Awesome Motive Founder and CEO Syed Balkhi confirmed that in the past the company has used time tracking software on its employees but “shifted away from doing so as the vast majority of our employees are on full-time salary now.”
“Many people may think of AM as one large company, but I always see us as a collection of over a dozen small companies,” Balkhi said. “Each product team operates independently and will continue to do so.”
Balkhi confirmed that no pricing changes are planned for the products. He said Awesome Motive also plans to share several internal tools the company has built for EDD to help scale the business.
Acquisitions are ramping up in the WordPress space, with major players like Automattic and hosting companies scooping up smaller businesses and plugins to create a suite of products tailored to their users. Some question whether this is a healthy part of a maturing ecosystem or a trend that may stifle the unique range of diverse, smaller products that have always been available to WordPress users.
“I know that our goal is to help small businesses grow and compete with the big guys, and our growth is a result of us living true to our mission,” Balkhi said. “We never set out to become investors.
“As you can see the products that join AM — the founders have been around for a long time and they know of us already. Founders choose to join us because we are an independent bootstrapped business not some big PE /venture-backed corporation.”
Matt Medeiros, director at Castos and creator of the Matt Report business podcast, commented on how the deal reveals the current lifecycle of WordPress companies.

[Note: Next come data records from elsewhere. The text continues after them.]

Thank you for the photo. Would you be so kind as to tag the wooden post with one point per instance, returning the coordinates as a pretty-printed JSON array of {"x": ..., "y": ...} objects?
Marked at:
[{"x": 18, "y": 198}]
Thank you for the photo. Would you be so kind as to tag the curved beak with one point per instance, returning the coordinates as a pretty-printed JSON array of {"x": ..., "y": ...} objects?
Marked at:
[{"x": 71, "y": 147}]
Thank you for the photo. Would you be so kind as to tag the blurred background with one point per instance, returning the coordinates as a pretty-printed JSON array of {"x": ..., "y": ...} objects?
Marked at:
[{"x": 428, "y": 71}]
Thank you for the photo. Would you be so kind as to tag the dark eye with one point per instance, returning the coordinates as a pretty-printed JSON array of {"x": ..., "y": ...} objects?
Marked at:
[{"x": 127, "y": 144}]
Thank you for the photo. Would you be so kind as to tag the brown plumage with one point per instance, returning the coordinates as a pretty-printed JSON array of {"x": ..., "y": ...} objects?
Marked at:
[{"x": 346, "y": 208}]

“It’s quite obvious that we’re in the buying season for WordPress product companies,” Medeiros said. “If you’re a company that has built a substantial business, with a solid product, strike while the ‘buying iron’ is hot! WP products reach a certain plateau point where they have to expand wider, creating a platform of their own. When you look up at Jetpack, Elementor, AwesomeMotive, Liquid Web you have to do some serious soul searching if that’s who you want to compete against. It doesn’t take 2x the effort, it takes 50x.”

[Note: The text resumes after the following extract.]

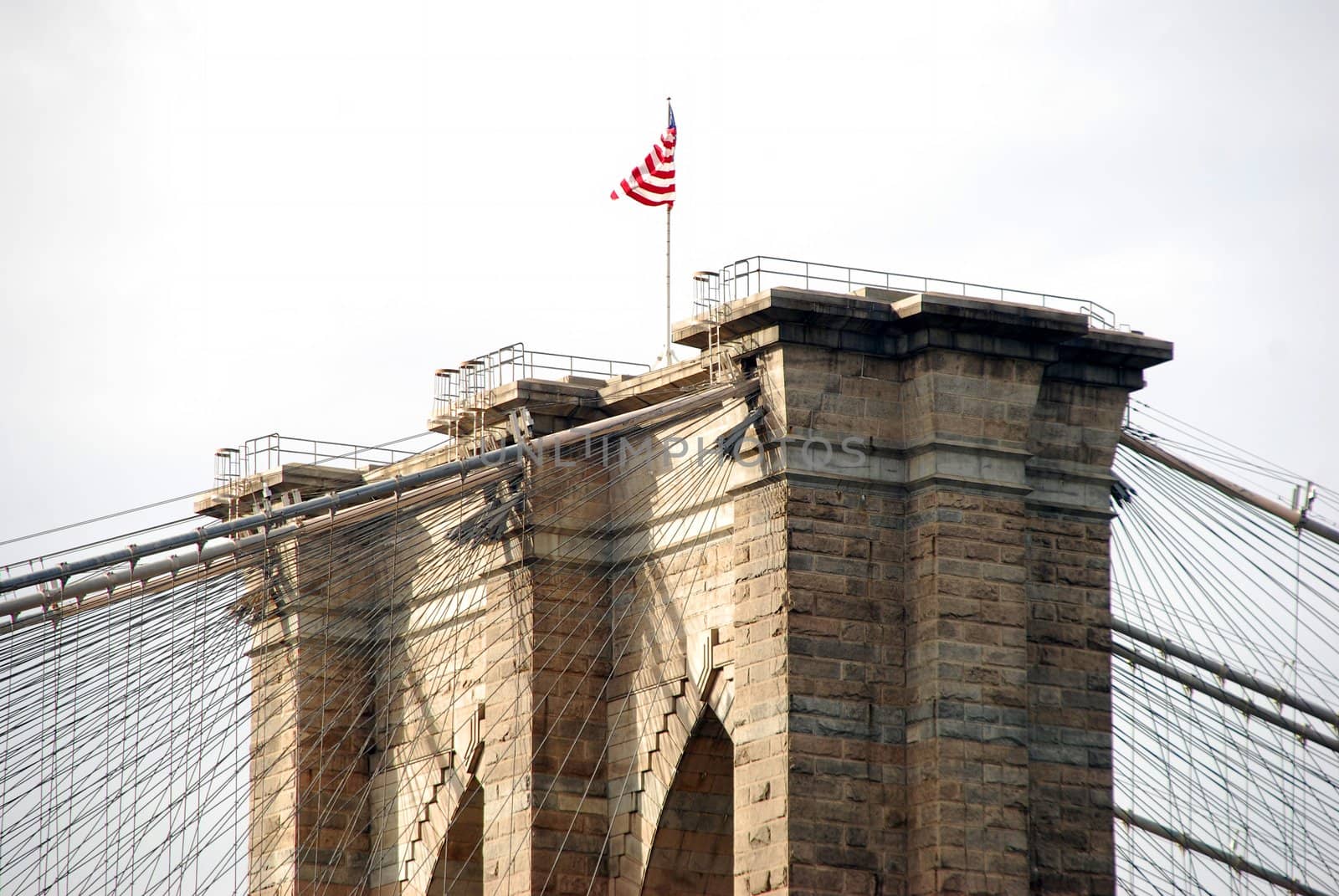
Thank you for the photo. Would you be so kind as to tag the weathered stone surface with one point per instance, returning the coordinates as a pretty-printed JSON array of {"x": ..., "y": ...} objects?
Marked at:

In the end, it’s the users who unwittingly drive the success of these products through their responses to the engineering, support, and marketing. Awesome Motive is retaining much of the same team behind the Sandhills products but has its own packaging, vision, and leadership that will inevitably bring changes for users down the road.

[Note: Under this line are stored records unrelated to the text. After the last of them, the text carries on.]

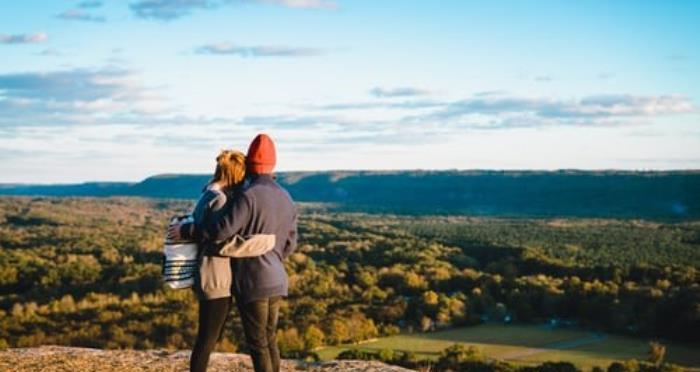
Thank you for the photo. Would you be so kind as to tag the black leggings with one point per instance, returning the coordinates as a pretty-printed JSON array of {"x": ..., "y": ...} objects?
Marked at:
[{"x": 212, "y": 316}]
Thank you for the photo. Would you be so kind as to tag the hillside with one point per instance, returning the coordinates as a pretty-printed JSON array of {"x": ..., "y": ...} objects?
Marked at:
[
  {"x": 71, "y": 359},
  {"x": 671, "y": 195}
]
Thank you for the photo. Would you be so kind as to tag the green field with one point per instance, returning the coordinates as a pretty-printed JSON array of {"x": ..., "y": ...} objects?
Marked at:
[{"x": 528, "y": 344}]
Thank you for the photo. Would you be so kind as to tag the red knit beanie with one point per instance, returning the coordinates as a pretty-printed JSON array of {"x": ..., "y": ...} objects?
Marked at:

“I think users can expect to remain supported and still have a great product, but should certainly expect to be part of a bigger platform or suite of services,” Medeiros said. “Ultimately, it probably means price changes, but in reality, WP solutions have been too cheap for a while. Folks like Syed at AwesomeMotive will be able to offer end-to-end solutions for WordPress site owners, particularly small businesses. While hosting companies like Liquid Web will give you a turnkey solutions _per site_ for non-profits, e-commerce, and now online educators. Ultimately, I think we will hear less about ‘WordPress the software’ and more about the complete solution + experience companies are delivering with WordPress at its core.”